Take charge of your own stack redundancy. As mentioned earlier, this is not about severing ties with cloud infrastructure providers, rather it's how you rely on them. At a simple, high level, most applications are going to need at least a base stack of technical services:
- website application: the part that you see when you first visit or login as customer or administrator
- DNS services: this is less known or obvious, but (obviously) your website or system services need to be accessible to the world. DNS, or Domain Name System, holds the addresses of how all of your services get routed when someone, or something calls on your site or services. More about this later.
- databases: where content lives; including inventory data, customer data, logs, purchases, all those important pieces of information that live under the hood; your website/application needs the databases to feed it information in real time
- assets: at the beginning with many systems, assets such as images and code live within the website application most often. As audience and demand grow and becomes more complex, these can break out (abstract) away from the main application to its own space; thus freeing up resources for the web application to do one thing: respond to customers and staff.
So ... how do we bring together the magic of an already redundant internet, with an online presence, application, or more, that uses that internet redundancy to its advantage rather than circumventing it? The answer is both easy and complicated (I'm sure if you'd read this far you probably already understand this).

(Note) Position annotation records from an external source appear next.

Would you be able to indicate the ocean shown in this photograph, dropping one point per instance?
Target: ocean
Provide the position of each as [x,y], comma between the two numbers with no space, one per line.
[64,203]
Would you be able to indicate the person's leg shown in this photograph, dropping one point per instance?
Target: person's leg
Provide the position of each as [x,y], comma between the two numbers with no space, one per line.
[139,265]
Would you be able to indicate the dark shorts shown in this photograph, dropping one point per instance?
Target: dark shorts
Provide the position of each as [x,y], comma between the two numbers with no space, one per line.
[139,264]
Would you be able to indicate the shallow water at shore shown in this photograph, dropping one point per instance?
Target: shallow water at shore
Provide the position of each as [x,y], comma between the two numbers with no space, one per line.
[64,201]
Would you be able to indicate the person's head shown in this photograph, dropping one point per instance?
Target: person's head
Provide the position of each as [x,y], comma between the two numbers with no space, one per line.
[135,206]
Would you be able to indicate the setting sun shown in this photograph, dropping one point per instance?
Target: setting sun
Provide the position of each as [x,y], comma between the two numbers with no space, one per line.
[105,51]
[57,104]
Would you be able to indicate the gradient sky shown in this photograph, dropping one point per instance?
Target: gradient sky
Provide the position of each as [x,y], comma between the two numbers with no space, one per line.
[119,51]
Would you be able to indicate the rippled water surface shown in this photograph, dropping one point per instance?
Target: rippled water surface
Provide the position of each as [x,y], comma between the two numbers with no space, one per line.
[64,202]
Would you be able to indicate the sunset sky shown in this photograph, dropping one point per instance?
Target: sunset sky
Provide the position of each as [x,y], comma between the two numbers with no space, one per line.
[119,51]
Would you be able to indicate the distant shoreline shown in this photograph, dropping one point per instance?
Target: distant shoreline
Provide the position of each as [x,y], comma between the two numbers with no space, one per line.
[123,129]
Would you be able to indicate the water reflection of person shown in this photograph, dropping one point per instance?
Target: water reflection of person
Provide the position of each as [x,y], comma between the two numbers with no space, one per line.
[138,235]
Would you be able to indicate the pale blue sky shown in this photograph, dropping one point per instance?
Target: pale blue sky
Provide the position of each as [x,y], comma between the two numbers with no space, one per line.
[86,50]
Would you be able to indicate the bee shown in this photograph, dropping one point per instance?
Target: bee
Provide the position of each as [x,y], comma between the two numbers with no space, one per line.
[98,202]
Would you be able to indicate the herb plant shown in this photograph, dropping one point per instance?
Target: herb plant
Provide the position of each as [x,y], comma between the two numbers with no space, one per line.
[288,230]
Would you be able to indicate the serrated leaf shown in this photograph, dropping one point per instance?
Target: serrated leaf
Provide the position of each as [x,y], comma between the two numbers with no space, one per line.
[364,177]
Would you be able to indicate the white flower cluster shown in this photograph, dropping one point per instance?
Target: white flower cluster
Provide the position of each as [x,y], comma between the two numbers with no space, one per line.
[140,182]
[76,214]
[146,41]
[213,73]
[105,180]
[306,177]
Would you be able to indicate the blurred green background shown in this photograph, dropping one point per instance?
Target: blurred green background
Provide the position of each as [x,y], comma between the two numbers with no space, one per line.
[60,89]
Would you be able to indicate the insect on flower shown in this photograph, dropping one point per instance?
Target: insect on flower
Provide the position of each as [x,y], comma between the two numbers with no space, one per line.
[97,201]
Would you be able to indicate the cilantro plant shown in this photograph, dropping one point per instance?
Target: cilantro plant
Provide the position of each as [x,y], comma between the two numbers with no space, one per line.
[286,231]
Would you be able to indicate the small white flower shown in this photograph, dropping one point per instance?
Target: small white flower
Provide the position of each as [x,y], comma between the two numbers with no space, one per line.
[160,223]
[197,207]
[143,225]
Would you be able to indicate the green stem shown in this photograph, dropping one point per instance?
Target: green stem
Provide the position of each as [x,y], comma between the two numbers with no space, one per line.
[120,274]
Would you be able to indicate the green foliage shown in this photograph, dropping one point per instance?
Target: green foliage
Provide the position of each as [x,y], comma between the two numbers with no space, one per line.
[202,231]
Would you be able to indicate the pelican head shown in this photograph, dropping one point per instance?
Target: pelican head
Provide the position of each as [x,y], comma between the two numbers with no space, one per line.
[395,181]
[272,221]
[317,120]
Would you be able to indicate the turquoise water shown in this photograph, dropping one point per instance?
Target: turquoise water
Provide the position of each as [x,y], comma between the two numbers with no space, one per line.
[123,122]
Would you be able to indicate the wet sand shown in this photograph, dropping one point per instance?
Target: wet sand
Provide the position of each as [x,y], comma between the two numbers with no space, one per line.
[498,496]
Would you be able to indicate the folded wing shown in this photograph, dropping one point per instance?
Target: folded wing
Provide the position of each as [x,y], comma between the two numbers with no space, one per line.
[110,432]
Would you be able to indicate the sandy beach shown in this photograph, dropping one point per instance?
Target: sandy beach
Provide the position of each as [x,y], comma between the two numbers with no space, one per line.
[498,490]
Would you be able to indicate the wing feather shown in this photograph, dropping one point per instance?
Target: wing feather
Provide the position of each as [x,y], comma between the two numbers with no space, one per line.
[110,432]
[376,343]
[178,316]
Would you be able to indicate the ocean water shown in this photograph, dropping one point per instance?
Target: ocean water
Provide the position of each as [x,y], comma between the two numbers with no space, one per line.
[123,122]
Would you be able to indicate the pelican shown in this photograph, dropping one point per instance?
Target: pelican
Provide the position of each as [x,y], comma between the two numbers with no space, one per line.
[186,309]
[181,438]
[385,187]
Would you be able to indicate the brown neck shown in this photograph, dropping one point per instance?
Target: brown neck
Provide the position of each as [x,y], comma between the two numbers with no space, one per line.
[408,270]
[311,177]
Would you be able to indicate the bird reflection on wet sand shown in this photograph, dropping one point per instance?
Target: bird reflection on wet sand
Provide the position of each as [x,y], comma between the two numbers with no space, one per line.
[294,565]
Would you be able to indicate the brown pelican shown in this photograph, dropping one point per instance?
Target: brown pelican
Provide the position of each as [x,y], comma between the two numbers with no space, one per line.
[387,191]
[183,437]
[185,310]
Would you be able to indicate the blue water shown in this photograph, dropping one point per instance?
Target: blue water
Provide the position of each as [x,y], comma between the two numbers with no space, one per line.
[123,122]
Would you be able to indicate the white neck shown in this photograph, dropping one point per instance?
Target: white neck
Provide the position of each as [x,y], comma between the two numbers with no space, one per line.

Breaking this down then to primary service-performance points there are applications or services (as above), and there are the routing points *to* those applications or services. Then there is what happens when the primary provider of that service is no longer functioning. This brings us to the first decision point: break down each point of service where a failure means an interruption to your site, application, services, all or in part. For example:
- If primary DNS services stop, is there failover outside of your primary provider? (hint: it can)
- If your web server becomes unavailable, is there a secondary presence outside of your primary provider? (hint: it can)
- If your database server becomes unavailable, is there a sync'd clone outside of your primary provider ready to go? (hint: it can)
- If your systems call on services such as streaming, image and asset server libraries (CDN), external data lookups, are there secondary clones outside of your primary provider? (hint: it can)
If it's not already obvious, each piece of your site, application, or ecosystem, that relies 100% on a singular cloud provider is at risk of precisely the cloud outage events that have been occurring with greater frequency. By analyzing your key data interaction points, you can take greater control of your ecosystem robustness and stack flexibility. And the best thing? It doesn't have to cost a penny more than you're already spending; just more focused awareness.